LUCE: Life doesn’t get quite this complicated. That was my first reaction to this film which is thoughtful, timely and relevant but weighted down with too much plot. The central story line is strong. A star high school student (Kelvin Harrison Jr.) is suddenly under suspicion for expounding radical ideas about violence and struggle. He had been adopted at a young age from a war-torn African country. Does he carry some dangerous psychological residue wonder his teacher (Octavia Spencer) and then also his parents (Naomi Watts, Tim Roth) who realize they may not know him as well as they thought.


The evidence is scant.
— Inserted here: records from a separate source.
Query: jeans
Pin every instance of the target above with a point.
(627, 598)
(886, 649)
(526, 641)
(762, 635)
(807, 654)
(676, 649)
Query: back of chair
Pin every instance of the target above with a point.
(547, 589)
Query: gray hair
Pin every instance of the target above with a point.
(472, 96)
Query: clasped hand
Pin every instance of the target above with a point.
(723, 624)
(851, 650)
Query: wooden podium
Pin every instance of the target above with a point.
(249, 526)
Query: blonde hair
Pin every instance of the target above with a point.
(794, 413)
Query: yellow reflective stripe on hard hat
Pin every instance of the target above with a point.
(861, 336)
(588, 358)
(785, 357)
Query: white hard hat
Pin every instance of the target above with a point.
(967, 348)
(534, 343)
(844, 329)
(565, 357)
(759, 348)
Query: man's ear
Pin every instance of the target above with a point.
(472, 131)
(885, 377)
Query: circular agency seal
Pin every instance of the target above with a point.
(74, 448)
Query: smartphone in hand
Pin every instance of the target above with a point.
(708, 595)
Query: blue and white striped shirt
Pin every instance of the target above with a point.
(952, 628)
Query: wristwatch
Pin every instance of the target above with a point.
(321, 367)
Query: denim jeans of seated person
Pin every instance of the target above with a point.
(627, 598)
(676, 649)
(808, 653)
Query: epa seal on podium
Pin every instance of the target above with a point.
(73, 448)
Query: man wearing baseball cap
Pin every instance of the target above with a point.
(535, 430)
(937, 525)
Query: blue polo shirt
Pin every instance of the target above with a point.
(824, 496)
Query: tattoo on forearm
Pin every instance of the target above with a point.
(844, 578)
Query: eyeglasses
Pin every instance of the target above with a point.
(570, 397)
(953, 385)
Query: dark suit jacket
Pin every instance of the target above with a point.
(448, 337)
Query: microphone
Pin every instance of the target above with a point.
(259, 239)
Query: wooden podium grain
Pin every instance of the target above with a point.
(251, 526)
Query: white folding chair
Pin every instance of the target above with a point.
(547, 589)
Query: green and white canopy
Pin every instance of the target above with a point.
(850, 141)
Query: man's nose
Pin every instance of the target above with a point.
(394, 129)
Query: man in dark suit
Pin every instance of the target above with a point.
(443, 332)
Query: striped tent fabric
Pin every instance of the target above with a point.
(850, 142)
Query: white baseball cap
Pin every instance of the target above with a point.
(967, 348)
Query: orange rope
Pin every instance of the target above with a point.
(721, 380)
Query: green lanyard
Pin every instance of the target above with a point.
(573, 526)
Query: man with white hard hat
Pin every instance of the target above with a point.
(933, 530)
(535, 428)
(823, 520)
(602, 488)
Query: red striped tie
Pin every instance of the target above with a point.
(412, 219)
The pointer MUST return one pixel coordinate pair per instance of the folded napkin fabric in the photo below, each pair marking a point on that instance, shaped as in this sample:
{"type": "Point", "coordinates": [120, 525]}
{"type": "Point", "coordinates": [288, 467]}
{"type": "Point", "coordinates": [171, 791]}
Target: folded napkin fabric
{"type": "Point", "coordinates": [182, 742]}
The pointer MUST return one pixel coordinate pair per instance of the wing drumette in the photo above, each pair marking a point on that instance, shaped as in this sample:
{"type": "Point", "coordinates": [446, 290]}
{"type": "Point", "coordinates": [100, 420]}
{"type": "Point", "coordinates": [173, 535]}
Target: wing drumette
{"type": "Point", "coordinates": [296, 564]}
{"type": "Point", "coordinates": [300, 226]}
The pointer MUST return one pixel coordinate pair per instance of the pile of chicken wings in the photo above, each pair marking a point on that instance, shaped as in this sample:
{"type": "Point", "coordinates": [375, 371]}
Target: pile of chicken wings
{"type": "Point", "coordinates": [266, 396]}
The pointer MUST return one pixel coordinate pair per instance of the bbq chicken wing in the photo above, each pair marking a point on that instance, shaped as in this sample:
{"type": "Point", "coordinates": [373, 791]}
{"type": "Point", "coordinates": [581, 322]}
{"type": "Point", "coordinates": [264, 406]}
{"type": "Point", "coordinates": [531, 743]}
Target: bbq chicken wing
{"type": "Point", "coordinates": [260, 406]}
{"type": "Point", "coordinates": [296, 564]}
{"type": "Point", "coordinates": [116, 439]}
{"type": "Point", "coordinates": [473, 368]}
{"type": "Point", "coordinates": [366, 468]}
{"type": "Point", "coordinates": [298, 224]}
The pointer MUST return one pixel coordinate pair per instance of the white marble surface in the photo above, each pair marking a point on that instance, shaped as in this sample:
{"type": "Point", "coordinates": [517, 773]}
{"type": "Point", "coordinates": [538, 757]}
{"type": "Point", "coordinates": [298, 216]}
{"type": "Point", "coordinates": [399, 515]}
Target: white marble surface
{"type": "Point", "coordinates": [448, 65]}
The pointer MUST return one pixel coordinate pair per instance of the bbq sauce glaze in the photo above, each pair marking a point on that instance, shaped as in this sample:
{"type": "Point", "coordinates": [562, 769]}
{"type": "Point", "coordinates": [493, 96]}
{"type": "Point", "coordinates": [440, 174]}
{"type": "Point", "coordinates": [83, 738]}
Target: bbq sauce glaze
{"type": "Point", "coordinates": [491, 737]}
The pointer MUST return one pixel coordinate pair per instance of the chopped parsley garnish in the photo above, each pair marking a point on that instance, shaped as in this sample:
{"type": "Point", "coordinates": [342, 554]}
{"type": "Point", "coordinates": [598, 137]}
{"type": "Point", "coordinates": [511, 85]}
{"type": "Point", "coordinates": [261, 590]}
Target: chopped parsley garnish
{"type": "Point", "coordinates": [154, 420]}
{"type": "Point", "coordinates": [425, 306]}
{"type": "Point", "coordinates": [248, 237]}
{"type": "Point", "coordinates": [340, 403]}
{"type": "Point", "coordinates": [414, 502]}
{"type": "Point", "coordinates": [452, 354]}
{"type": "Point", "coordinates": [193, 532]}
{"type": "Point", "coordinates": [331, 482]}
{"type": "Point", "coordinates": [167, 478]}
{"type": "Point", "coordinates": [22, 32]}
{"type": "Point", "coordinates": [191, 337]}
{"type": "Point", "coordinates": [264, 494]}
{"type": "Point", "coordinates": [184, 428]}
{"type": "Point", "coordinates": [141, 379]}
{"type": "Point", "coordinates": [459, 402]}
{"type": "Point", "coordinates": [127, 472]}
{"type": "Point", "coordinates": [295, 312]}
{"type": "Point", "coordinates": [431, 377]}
Yes, he wrote that violence may be necessary to fight oppression but that was in an essay on an anti-colonial thinker, Franz Fanon, whose ideas he was repeating. Then, illegal fireworks were found in his locker. And there were rumors of an incident with a girl at a party. Taken together they produced only a cloud of suspicion but led to a series of hot arguments both at school meetings and at home. With a couple of extraneous story lines along for the ride, the film intelligently explores important ideas about race, class, provocation and interpreting your world properly.  It’s quite talky, showing its origin as a stage play, but also quite involving, by avoiding a rush to easy answers. (5th Avenue) 3 ½ out of 5


WHERE'D YOU GO, BERNADETTE: Like in Blue Jasmine, for which she won an Oscar, Cate Blanchett plays a woman on the verge of a nervous breakdown. Or maybe she’s already had it. She’s anxious, anti-social, rude and confrontational. It’s yet another meaty role fit for Blanchett’s talents. She’s the heart of the film which wobbles a bit too much to help her out and rarely feels solidly authentic but as a domestic melodrama with vaguely profound intentions does keep your interest.